Бритье затянулось, поскольку рука у Чарли дрожала; к тому же лезвие было совершенно тупым. Бреясь, Чарли изучал в зеркале собственное отражение. Ему показалось, что лицо у него какое-то не такое, иное, чем обычно. Наконец с бритьем было покончено. Чарли завернул кран. Воды в ванне набралось дюйма на три или четыре. Он закурил третью сигарету и влез в ванну. На поверхности воды немедленно образовалась тонкая пленочка неприятного желтоватого оттенка. Чарли откинулся на спину, положил под голову рубашку и закрыл глаза…
Он прожил в Каире чуть меньше двух лет. Квартира в старом городе, которую ему удалось снять и за порядком в которой он категорически не желал следить, была удивительно дешевой даже по здешним меркам. В районе не было туристических достопримечательностей, а потому сюда сравнительно редко заглядывали патрули, что устраивало Чарли на все сто. Когда-то он сам был туристом, но то происходило в незапамятные времена и продолжалось совсем недолго. Его визу объявили недействительной через тридцать суток после того дня, как он появился в Египте, а срок действия паспорта закончился два месяца спустя. Теперь Чарли был человеком сомнительных занятий; вдобавок до недавних пор он не имел цели в жизни.
К распростертому на мостовой ослу подступил мясник и принялся рубить его на мясо острым мачете, приготовив для костей увесистую кувалду.
Чарли нашарил кусок мыла - грязно-серого, похожего на обломок песчаника - и начал стирать рубашку.
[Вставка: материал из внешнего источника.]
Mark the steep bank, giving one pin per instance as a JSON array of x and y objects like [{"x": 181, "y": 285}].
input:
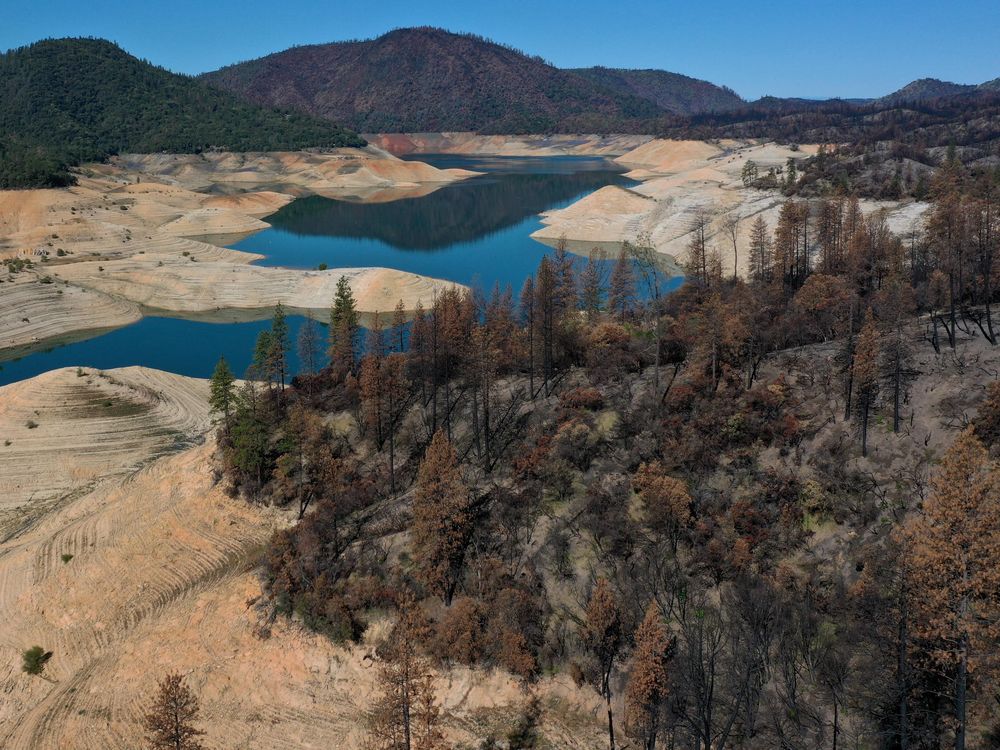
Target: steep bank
[
  {"x": 679, "y": 180},
  {"x": 132, "y": 233},
  {"x": 126, "y": 574},
  {"x": 474, "y": 144}
]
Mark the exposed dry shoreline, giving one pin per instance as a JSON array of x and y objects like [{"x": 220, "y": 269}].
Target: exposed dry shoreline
[
  {"x": 120, "y": 554},
  {"x": 124, "y": 239},
  {"x": 678, "y": 180}
]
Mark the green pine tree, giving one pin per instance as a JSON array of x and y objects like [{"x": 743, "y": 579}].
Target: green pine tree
[{"x": 222, "y": 390}]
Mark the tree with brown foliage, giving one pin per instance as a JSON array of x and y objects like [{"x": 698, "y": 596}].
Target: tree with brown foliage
[
  {"x": 665, "y": 500},
  {"x": 442, "y": 519},
  {"x": 954, "y": 544},
  {"x": 602, "y": 636},
  {"x": 988, "y": 421},
  {"x": 405, "y": 714},
  {"x": 647, "y": 687},
  {"x": 170, "y": 721},
  {"x": 866, "y": 374},
  {"x": 621, "y": 294}
]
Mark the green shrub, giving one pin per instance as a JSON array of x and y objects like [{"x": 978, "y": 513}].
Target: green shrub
[{"x": 33, "y": 660}]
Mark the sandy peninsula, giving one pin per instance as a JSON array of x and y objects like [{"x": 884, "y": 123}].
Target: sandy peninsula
[
  {"x": 677, "y": 180},
  {"x": 143, "y": 231}
]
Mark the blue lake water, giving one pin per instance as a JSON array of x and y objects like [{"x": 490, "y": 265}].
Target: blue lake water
[{"x": 474, "y": 232}]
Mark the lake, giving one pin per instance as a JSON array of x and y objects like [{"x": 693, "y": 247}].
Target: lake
[{"x": 475, "y": 232}]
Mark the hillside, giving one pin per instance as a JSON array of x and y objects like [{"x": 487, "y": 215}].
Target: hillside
[
  {"x": 425, "y": 79},
  {"x": 922, "y": 90},
  {"x": 66, "y": 101},
  {"x": 673, "y": 92}
]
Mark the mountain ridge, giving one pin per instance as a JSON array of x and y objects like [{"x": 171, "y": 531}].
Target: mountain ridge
[{"x": 76, "y": 99}]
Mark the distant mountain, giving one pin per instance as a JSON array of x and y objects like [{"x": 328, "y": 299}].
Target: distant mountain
[
  {"x": 672, "y": 92},
  {"x": 427, "y": 79},
  {"x": 924, "y": 89},
  {"x": 65, "y": 101}
]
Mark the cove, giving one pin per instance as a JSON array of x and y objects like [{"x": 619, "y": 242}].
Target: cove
[{"x": 475, "y": 232}]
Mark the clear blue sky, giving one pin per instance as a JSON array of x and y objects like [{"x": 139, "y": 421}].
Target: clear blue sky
[{"x": 783, "y": 47}]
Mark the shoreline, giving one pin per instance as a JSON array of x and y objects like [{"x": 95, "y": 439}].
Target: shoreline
[{"x": 144, "y": 231}]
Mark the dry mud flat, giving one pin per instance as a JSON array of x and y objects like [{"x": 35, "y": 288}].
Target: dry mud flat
[
  {"x": 135, "y": 563},
  {"x": 125, "y": 237},
  {"x": 680, "y": 179},
  {"x": 473, "y": 144}
]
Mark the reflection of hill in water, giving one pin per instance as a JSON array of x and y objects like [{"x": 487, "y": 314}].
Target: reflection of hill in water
[{"x": 458, "y": 213}]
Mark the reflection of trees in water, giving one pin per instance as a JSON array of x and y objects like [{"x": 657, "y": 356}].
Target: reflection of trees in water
[{"x": 457, "y": 213}]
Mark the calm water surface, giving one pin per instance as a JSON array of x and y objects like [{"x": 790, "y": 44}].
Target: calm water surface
[{"x": 474, "y": 232}]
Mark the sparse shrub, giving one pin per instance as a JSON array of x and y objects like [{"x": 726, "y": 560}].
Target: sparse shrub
[
  {"x": 33, "y": 660},
  {"x": 582, "y": 398}
]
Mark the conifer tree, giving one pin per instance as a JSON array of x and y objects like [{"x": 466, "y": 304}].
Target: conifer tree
[
  {"x": 647, "y": 686},
  {"x": 278, "y": 358},
  {"x": 697, "y": 264},
  {"x": 222, "y": 391},
  {"x": 988, "y": 421},
  {"x": 866, "y": 374},
  {"x": 170, "y": 721},
  {"x": 529, "y": 322},
  {"x": 592, "y": 285},
  {"x": 954, "y": 545},
  {"x": 602, "y": 636},
  {"x": 548, "y": 312},
  {"x": 621, "y": 295},
  {"x": 398, "y": 333},
  {"x": 309, "y": 346},
  {"x": 343, "y": 328},
  {"x": 442, "y": 519},
  {"x": 760, "y": 251}
]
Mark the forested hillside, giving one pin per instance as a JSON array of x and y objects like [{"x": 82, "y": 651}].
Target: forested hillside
[
  {"x": 747, "y": 514},
  {"x": 671, "y": 92},
  {"x": 428, "y": 80},
  {"x": 65, "y": 101}
]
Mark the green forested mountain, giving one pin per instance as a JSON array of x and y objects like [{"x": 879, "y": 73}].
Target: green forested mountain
[
  {"x": 673, "y": 92},
  {"x": 65, "y": 101},
  {"x": 427, "y": 79}
]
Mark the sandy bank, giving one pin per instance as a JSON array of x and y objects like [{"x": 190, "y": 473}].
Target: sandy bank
[
  {"x": 190, "y": 287},
  {"x": 679, "y": 180},
  {"x": 61, "y": 431},
  {"x": 473, "y": 144},
  {"x": 124, "y": 236},
  {"x": 339, "y": 170},
  {"x": 125, "y": 575}
]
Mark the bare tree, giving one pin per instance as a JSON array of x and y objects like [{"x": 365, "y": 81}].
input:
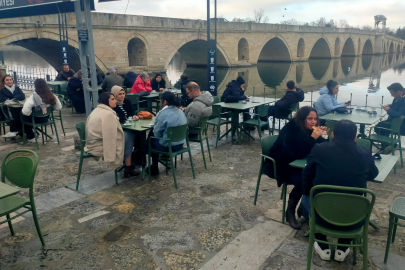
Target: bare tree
[
  {"x": 343, "y": 24},
  {"x": 238, "y": 20},
  {"x": 259, "y": 16}
]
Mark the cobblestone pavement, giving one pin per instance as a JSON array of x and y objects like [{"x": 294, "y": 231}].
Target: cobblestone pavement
[{"x": 210, "y": 222}]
Внезапно его внимание привлекло блеснувшее на пальце золотое обручальное кольцо. Семнадцать потерянных лет… Он затянулся, затушил сигарету в воде и швырнул на пол. Сейчас ему сорок три, он немногим выше шести футов, похудел за последние годы так, что из-под кожи выпирают ребра, а ведь весил, было дело, добрых сто восемьдесят фунтов. В черных волосах пробивается седина, зато время пощадило и высокий благообразный лоб, и темно-голубые глаза; римский нос, тонкие губы, волевой подбородок… Да, раньше он был красив, но теперь перемены, происходившие исподволь, не в открытую, свидетельствовали всякому, что перед ним человек, который слишком много спит, курит и пьет.
С улицы донесся звук металла, за которым последовал короткий, исполненный боли крик.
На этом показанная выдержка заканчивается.